Step 3 — Do The Math

Use the equation kcal/min = MET × 3.5 × body weight(kg) ÷ 200, then multiply by your minutes. If you weigh in pounds, divide by 2.2 to get kilograms first.

Example Walkthroughs

Steady Worker

65 kg lifter, 4 minutes flat, steady tempo. 6 × 3.5 × 65 ÷ 200 = 6.825 kcal/min. Times 4 = ≈ 27 kcal.

Slow And Controlled

80 kg lifter, 6 minutes with short pauses. 3.5 × 3.5 × 80 ÷ 200 = 4.9 kcal/min. Times 6 = ≈ 29 kcal.

Hip Dips And Fat Loss

Expect only a small calorie tally per 100. That’s normal for short, local work. The win is stronger hips that steady squats, hinges, and runs. Stack walks, rides, or circuits around the move if you want a higher daily burn. The MET math works for all of those too.

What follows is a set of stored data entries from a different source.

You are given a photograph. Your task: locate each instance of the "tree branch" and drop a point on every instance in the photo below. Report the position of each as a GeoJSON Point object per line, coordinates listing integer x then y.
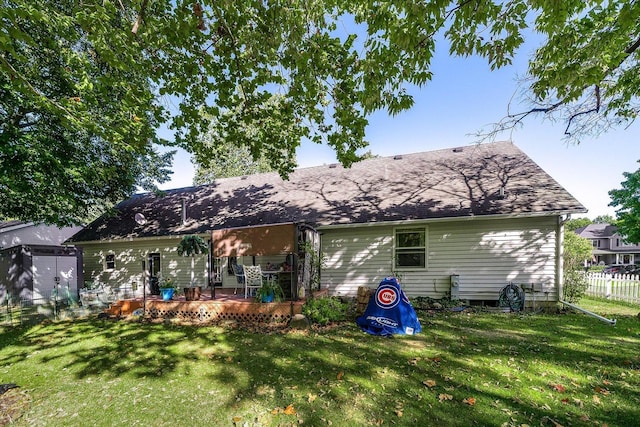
{"type": "Point", "coordinates": [140, 17]}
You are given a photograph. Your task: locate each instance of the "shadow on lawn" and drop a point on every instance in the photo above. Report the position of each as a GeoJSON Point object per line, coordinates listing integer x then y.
{"type": "Point", "coordinates": [483, 357]}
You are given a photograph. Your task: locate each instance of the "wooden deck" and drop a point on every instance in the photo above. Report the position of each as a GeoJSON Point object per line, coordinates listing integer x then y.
{"type": "Point", "coordinates": [225, 306]}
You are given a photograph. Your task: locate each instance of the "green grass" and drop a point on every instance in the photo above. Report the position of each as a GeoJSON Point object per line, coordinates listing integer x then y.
{"type": "Point", "coordinates": [464, 369]}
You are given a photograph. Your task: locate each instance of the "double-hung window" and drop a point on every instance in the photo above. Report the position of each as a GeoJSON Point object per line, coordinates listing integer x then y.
{"type": "Point", "coordinates": [410, 248]}
{"type": "Point", "coordinates": [110, 262]}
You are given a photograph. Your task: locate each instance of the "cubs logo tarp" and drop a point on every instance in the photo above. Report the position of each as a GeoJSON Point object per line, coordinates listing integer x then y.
{"type": "Point", "coordinates": [389, 311]}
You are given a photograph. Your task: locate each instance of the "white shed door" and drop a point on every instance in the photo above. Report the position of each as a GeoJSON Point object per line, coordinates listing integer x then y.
{"type": "Point", "coordinates": [45, 271]}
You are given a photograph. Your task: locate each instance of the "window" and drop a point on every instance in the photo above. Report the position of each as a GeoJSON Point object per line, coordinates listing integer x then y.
{"type": "Point", "coordinates": [411, 248]}
{"type": "Point", "coordinates": [110, 262]}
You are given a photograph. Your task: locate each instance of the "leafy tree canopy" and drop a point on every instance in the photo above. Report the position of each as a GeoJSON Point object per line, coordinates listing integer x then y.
{"type": "Point", "coordinates": [229, 160]}
{"type": "Point", "coordinates": [574, 224]}
{"type": "Point", "coordinates": [627, 203]}
{"type": "Point", "coordinates": [604, 219]}
{"type": "Point", "coordinates": [270, 74]}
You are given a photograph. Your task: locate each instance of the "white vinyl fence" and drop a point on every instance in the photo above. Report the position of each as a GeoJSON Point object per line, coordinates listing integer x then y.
{"type": "Point", "coordinates": [618, 287]}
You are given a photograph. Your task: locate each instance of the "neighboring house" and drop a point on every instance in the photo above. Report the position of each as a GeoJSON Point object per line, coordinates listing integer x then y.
{"type": "Point", "coordinates": [478, 216]}
{"type": "Point", "coordinates": [609, 247]}
{"type": "Point", "coordinates": [33, 260]}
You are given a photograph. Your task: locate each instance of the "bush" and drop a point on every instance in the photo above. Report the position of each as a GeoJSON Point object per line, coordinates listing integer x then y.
{"type": "Point", "coordinates": [325, 310]}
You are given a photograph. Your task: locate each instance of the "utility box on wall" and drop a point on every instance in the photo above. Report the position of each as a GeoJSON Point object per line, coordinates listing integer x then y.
{"type": "Point", "coordinates": [455, 286]}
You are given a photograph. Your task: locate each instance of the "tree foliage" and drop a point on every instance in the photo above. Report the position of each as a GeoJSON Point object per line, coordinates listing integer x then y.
{"type": "Point", "coordinates": [100, 76]}
{"type": "Point", "coordinates": [229, 160]}
{"type": "Point", "coordinates": [627, 203]}
{"type": "Point", "coordinates": [574, 224]}
{"type": "Point", "coordinates": [226, 159]}
{"type": "Point", "coordinates": [74, 138]}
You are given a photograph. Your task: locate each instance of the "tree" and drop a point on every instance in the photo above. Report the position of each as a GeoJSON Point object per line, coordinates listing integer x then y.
{"type": "Point", "coordinates": [576, 250]}
{"type": "Point", "coordinates": [230, 160]}
{"type": "Point", "coordinates": [574, 224]}
{"type": "Point", "coordinates": [627, 202]}
{"type": "Point", "coordinates": [227, 158]}
{"type": "Point", "coordinates": [273, 73]}
{"type": "Point", "coordinates": [604, 219]}
{"type": "Point", "coordinates": [73, 140]}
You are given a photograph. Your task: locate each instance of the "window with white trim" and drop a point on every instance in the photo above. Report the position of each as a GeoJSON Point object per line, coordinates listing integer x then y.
{"type": "Point", "coordinates": [110, 262]}
{"type": "Point", "coordinates": [410, 248]}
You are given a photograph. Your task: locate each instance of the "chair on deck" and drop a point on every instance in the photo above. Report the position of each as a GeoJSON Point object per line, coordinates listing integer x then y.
{"type": "Point", "coordinates": [238, 271]}
{"type": "Point", "coordinates": [252, 278]}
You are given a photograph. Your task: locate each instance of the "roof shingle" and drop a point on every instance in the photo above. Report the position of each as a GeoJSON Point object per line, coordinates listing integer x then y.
{"type": "Point", "coordinates": [437, 184]}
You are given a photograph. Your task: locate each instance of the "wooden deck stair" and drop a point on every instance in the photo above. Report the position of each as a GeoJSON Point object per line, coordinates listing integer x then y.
{"type": "Point", "coordinates": [123, 307]}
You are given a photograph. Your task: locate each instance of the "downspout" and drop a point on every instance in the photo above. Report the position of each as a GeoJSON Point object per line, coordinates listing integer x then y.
{"type": "Point", "coordinates": [612, 322]}
{"type": "Point", "coordinates": [560, 254]}
{"type": "Point", "coordinates": [560, 271]}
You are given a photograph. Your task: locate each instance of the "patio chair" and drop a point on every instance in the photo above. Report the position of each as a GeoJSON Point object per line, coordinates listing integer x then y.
{"type": "Point", "coordinates": [238, 271]}
{"type": "Point", "coordinates": [252, 278]}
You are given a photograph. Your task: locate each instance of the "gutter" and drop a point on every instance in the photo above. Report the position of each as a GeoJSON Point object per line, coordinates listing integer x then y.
{"type": "Point", "coordinates": [448, 219]}
{"type": "Point", "coordinates": [612, 322]}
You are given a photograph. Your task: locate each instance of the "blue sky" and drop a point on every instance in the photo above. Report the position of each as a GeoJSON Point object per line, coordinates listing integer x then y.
{"type": "Point", "coordinates": [463, 97]}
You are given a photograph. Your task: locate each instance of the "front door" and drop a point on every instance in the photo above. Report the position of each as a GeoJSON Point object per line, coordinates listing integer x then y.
{"type": "Point", "coordinates": [154, 273]}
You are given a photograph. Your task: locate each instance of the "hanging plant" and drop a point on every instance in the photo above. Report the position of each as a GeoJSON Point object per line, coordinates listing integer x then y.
{"type": "Point", "coordinates": [192, 245]}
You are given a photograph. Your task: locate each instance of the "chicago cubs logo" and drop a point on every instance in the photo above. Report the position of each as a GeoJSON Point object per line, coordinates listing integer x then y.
{"type": "Point", "coordinates": [387, 297]}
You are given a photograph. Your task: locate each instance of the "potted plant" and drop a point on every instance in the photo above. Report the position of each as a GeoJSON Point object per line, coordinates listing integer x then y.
{"type": "Point", "coordinates": [270, 291]}
{"type": "Point", "coordinates": [167, 287]}
{"type": "Point", "coordinates": [191, 246]}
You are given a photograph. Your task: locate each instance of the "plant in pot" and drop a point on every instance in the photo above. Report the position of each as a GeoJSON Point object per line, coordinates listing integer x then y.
{"type": "Point", "coordinates": [192, 245]}
{"type": "Point", "coordinates": [270, 291]}
{"type": "Point", "coordinates": [167, 287]}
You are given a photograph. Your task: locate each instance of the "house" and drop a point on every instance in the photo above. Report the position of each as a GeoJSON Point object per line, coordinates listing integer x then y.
{"type": "Point", "coordinates": [33, 261]}
{"type": "Point", "coordinates": [609, 247]}
{"type": "Point", "coordinates": [463, 222]}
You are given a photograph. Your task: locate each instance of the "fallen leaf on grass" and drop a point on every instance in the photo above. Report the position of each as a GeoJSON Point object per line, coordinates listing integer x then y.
{"type": "Point", "coordinates": [443, 396]}
{"type": "Point", "coordinates": [470, 401]}
{"type": "Point", "coordinates": [289, 410]}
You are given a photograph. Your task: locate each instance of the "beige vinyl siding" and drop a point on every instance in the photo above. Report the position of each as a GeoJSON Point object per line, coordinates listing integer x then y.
{"type": "Point", "coordinates": [356, 257]}
{"type": "Point", "coordinates": [487, 254]}
{"type": "Point", "coordinates": [128, 262]}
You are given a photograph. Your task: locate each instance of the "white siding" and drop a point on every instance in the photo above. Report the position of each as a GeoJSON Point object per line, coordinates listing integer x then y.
{"type": "Point", "coordinates": [24, 234]}
{"type": "Point", "coordinates": [487, 254]}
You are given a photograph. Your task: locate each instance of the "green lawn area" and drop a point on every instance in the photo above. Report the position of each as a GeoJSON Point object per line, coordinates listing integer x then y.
{"type": "Point", "coordinates": [464, 369]}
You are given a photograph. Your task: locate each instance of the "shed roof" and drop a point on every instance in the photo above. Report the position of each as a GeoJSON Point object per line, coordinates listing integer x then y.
{"type": "Point", "coordinates": [448, 183]}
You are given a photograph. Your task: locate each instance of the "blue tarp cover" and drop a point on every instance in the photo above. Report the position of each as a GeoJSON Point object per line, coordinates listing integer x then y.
{"type": "Point", "coordinates": [389, 311]}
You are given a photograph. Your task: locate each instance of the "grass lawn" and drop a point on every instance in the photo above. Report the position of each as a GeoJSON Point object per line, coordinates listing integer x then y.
{"type": "Point", "coordinates": [464, 369]}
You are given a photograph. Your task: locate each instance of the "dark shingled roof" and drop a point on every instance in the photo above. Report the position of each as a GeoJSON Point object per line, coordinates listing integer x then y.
{"type": "Point", "coordinates": [449, 183]}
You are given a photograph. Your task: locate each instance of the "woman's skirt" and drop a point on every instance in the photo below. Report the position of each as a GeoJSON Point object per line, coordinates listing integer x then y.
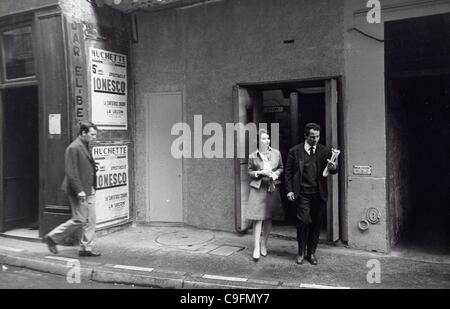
{"type": "Point", "coordinates": [262, 204]}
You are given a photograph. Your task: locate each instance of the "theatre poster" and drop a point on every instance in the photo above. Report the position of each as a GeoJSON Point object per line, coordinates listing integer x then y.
{"type": "Point", "coordinates": [108, 89]}
{"type": "Point", "coordinates": [112, 200]}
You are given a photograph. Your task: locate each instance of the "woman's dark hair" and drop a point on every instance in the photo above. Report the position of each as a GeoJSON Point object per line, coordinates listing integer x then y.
{"type": "Point", "coordinates": [311, 126]}
{"type": "Point", "coordinates": [85, 126]}
{"type": "Point", "coordinates": [261, 132]}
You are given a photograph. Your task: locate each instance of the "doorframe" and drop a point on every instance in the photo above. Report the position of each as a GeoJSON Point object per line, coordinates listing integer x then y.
{"type": "Point", "coordinates": [147, 143]}
{"type": "Point", "coordinates": [2, 196]}
{"type": "Point", "coordinates": [341, 217]}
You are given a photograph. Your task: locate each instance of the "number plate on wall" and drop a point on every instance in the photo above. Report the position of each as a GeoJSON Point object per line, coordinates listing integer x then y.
{"type": "Point", "coordinates": [362, 170]}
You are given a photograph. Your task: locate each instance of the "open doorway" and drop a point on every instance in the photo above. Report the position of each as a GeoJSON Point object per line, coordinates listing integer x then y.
{"type": "Point", "coordinates": [291, 105]}
{"type": "Point", "coordinates": [418, 128]}
{"type": "Point", "coordinates": [20, 166]}
{"type": "Point", "coordinates": [421, 119]}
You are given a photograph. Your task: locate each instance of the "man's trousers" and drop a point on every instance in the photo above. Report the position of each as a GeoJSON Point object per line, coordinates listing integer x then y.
{"type": "Point", "coordinates": [83, 217]}
{"type": "Point", "coordinates": [310, 210]}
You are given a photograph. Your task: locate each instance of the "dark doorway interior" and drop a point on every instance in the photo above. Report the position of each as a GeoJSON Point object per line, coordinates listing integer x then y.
{"type": "Point", "coordinates": [20, 158]}
{"type": "Point", "coordinates": [276, 105]}
{"type": "Point", "coordinates": [418, 129]}
{"type": "Point", "coordinates": [423, 117]}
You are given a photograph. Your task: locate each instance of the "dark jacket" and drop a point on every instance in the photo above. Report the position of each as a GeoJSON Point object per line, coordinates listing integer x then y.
{"type": "Point", "coordinates": [294, 169]}
{"type": "Point", "coordinates": [79, 169]}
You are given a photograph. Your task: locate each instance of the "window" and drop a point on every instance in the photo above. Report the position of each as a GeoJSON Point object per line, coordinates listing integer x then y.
{"type": "Point", "coordinates": [18, 59]}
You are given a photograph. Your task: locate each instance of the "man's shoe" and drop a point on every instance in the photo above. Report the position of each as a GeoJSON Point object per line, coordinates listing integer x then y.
{"type": "Point", "coordinates": [50, 244]}
{"type": "Point", "coordinates": [89, 253]}
{"type": "Point", "coordinates": [300, 259]}
{"type": "Point", "coordinates": [312, 259]}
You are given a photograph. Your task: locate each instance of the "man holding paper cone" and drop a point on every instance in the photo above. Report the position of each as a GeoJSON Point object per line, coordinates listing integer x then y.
{"type": "Point", "coordinates": [308, 166]}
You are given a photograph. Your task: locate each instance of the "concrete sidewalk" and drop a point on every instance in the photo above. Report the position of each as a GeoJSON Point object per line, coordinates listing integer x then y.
{"type": "Point", "coordinates": [184, 257]}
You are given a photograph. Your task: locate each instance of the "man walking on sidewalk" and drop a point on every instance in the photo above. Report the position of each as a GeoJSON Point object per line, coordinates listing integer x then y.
{"type": "Point", "coordinates": [79, 185]}
{"type": "Point", "coordinates": [308, 188]}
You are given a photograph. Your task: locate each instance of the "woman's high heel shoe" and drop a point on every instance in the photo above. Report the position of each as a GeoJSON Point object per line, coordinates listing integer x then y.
{"type": "Point", "coordinates": [263, 250]}
{"type": "Point", "coordinates": [256, 254]}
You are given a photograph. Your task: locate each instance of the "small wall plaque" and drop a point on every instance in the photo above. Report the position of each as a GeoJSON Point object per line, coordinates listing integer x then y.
{"type": "Point", "coordinates": [273, 109]}
{"type": "Point", "coordinates": [362, 170]}
{"type": "Point", "coordinates": [54, 123]}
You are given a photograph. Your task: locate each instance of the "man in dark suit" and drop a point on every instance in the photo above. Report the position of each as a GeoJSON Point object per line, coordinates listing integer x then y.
{"type": "Point", "coordinates": [308, 188]}
{"type": "Point", "coordinates": [79, 185]}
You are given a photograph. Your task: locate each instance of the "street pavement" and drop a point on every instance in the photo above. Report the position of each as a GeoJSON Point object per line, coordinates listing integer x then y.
{"type": "Point", "coordinates": [185, 257]}
{"type": "Point", "coordinates": [22, 278]}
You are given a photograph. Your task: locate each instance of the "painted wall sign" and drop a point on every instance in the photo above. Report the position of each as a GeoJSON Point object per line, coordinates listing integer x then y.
{"type": "Point", "coordinates": [78, 76]}
{"type": "Point", "coordinates": [362, 170]}
{"type": "Point", "coordinates": [108, 89]}
{"type": "Point", "coordinates": [112, 196]}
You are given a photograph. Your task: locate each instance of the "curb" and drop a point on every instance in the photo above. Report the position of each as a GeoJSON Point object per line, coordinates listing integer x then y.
{"type": "Point", "coordinates": [155, 279]}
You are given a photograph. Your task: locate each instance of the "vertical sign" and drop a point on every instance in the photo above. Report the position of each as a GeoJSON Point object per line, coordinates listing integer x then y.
{"type": "Point", "coordinates": [112, 201]}
{"type": "Point", "coordinates": [108, 89]}
{"type": "Point", "coordinates": [78, 89]}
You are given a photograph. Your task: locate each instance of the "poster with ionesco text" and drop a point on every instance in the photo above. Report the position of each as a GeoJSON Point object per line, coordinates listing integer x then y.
{"type": "Point", "coordinates": [108, 89]}
{"type": "Point", "coordinates": [112, 202]}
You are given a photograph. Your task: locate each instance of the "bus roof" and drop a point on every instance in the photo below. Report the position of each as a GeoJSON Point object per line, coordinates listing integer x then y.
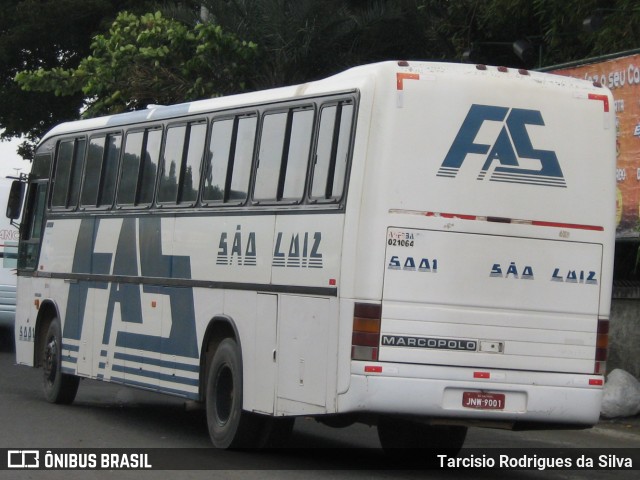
{"type": "Point", "coordinates": [350, 79]}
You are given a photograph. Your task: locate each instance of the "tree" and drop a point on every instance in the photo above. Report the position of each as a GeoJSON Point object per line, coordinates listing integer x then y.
{"type": "Point", "coordinates": [294, 41]}
{"type": "Point", "coordinates": [47, 34]}
{"type": "Point", "coordinates": [149, 59]}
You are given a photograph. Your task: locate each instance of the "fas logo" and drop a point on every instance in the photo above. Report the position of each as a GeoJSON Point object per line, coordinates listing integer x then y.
{"type": "Point", "coordinates": [510, 146]}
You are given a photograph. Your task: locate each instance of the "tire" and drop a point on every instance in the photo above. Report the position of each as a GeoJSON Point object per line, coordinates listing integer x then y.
{"type": "Point", "coordinates": [229, 425]}
{"type": "Point", "coordinates": [58, 387]}
{"type": "Point", "coordinates": [397, 433]}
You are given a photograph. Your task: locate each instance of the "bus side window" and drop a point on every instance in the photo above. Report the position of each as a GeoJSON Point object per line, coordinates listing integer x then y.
{"type": "Point", "coordinates": [332, 152]}
{"type": "Point", "coordinates": [69, 162]}
{"type": "Point", "coordinates": [139, 167]}
{"type": "Point", "coordinates": [180, 178]}
{"type": "Point", "coordinates": [284, 155]}
{"type": "Point", "coordinates": [230, 156]}
{"type": "Point", "coordinates": [101, 167]}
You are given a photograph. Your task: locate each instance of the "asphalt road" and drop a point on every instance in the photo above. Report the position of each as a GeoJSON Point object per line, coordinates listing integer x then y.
{"type": "Point", "coordinates": [107, 416]}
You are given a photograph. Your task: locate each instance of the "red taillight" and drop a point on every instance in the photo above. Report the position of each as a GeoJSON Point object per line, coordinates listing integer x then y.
{"type": "Point", "coordinates": [602, 345]}
{"type": "Point", "coordinates": [366, 331]}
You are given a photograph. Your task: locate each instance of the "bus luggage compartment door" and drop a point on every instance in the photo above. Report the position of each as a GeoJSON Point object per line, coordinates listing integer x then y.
{"type": "Point", "coordinates": [491, 301]}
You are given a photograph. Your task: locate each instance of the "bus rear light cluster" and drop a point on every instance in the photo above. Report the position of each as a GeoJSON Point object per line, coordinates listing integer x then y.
{"type": "Point", "coordinates": [366, 331]}
{"type": "Point", "coordinates": [602, 345]}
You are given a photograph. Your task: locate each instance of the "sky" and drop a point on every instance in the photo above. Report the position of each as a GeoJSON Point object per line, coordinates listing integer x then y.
{"type": "Point", "coordinates": [10, 160]}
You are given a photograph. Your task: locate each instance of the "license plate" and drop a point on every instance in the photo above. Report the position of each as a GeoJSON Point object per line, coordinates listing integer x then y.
{"type": "Point", "coordinates": [483, 400]}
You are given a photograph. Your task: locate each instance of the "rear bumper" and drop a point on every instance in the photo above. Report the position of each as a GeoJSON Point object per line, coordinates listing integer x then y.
{"type": "Point", "coordinates": [436, 392]}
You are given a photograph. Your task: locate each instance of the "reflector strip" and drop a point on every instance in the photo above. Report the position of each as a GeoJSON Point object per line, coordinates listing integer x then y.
{"type": "Point", "coordinates": [372, 369]}
{"type": "Point", "coordinates": [603, 98]}
{"type": "Point", "coordinates": [535, 223]}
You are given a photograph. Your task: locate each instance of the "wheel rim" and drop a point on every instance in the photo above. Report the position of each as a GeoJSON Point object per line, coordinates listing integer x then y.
{"type": "Point", "coordinates": [51, 360]}
{"type": "Point", "coordinates": [224, 394]}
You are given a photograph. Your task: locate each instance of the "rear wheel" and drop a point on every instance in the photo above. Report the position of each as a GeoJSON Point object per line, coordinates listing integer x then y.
{"type": "Point", "coordinates": [58, 387]}
{"type": "Point", "coordinates": [398, 433]}
{"type": "Point", "coordinates": [229, 425]}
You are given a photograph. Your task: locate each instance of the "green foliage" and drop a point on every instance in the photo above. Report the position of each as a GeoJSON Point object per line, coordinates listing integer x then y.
{"type": "Point", "coordinates": [150, 59]}
{"type": "Point", "coordinates": [73, 57]}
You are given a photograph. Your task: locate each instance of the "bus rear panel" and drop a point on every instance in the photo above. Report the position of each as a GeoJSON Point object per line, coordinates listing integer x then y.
{"type": "Point", "coordinates": [486, 231]}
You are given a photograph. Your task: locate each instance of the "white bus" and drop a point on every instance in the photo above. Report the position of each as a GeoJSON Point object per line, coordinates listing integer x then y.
{"type": "Point", "coordinates": [420, 246]}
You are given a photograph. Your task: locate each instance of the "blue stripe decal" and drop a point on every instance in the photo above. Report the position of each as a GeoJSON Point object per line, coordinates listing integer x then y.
{"type": "Point", "coordinates": [155, 388]}
{"type": "Point", "coordinates": [157, 362]}
{"type": "Point", "coordinates": [155, 375]}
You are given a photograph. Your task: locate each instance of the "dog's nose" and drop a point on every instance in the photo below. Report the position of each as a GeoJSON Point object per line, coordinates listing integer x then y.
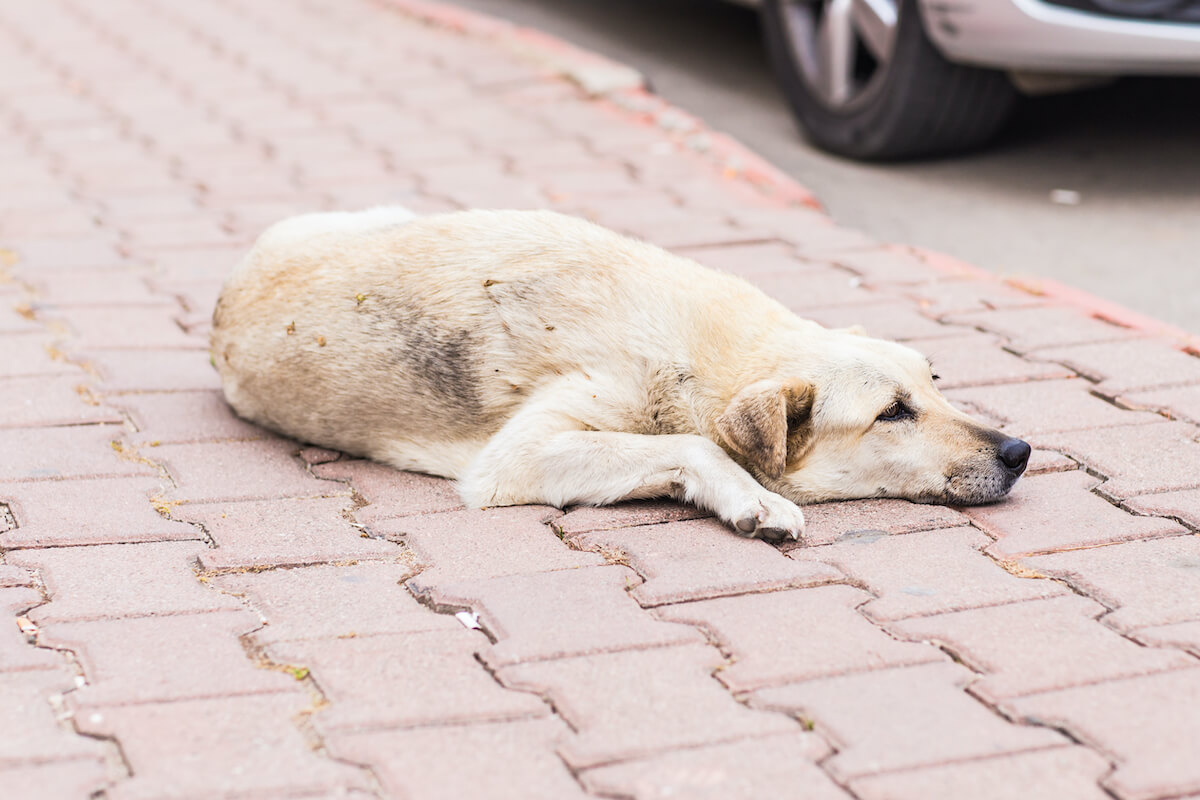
{"type": "Point", "coordinates": [1014, 453]}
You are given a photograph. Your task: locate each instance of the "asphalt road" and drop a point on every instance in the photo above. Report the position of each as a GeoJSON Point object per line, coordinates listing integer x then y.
{"type": "Point", "coordinates": [1131, 150]}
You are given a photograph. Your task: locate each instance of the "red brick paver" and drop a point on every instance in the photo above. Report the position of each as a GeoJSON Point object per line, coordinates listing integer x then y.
{"type": "Point", "coordinates": [199, 608]}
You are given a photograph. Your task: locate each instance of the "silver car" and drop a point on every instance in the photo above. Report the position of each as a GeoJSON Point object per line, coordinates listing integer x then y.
{"type": "Point", "coordinates": [887, 79]}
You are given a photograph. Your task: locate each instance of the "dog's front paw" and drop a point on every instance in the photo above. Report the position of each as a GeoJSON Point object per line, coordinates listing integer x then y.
{"type": "Point", "coordinates": [772, 517]}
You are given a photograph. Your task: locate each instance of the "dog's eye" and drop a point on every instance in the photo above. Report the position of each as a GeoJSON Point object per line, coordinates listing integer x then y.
{"type": "Point", "coordinates": [895, 413]}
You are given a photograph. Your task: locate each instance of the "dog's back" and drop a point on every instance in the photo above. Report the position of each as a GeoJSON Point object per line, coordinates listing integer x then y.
{"type": "Point", "coordinates": [359, 331]}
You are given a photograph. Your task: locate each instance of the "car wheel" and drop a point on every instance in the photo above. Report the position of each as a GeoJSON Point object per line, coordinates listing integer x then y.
{"type": "Point", "coordinates": [864, 80]}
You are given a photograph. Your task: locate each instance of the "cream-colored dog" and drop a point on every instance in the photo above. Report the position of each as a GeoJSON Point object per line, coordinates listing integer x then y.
{"type": "Point", "coordinates": [539, 358]}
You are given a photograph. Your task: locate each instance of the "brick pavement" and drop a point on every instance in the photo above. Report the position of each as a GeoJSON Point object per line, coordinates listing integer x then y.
{"type": "Point", "coordinates": [199, 609]}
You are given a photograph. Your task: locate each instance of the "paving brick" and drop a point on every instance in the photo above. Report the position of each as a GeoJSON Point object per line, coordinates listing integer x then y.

Set Combos That Keep You Moving

Try 3 rounds of: 25 hip dips per side, 15 glute bridges, and a 30-second side plank. Walk one minute, then repeat. You’ll keep the legs engaged while the timer stays active. Log the total minutes and run the equation once for the block.

Common Mistakes To Skip

Counting Only Reps

Energy is time-based. Reps alone miss the real driver.

Short Range

Half reps move less distance and often turn into fast, loose motion. Depth and control beat speed for most folks.

No Plan

Random sets don’t track well. Pick days, jot times, and you’ll see progress in both strength and minutes.

Log your sets in a simple sheet and watch the minutes fall. That’s progress you can feel every week.

Turn Reps Into Minutes

Timings below help you ballpark your set before you grab a stopwatch.

Pace Reps Per Minute Time For 100
Quick 28–32 ~3–3.5 min
Steady 22–26 ~4–4.5 min
Controlled With Short Hold 15–18 ~5.5–6.5 min

Form Tips That Help

Set Your Base

On side-plank dips, place the elbow under the shoulder and brace the midline. On standing dips, keep ribs down and knees tracking.

Control The Range

Use a smooth two-up, two-down count until the pattern feels solid. Then you can speed up for a faster set.

Stop If It Hurts

Sharp hip or back pain is your cue to adjust the range or switch moves. Try glute bridges on the day and return to dips next session.

Quick Math Recap

Pick a MET that matches the feel, time your 100, then run the equation. Most adults will land in a tight band near 25–35 kcal per 100 hip dips. Train the pattern first. Speed comes after control today.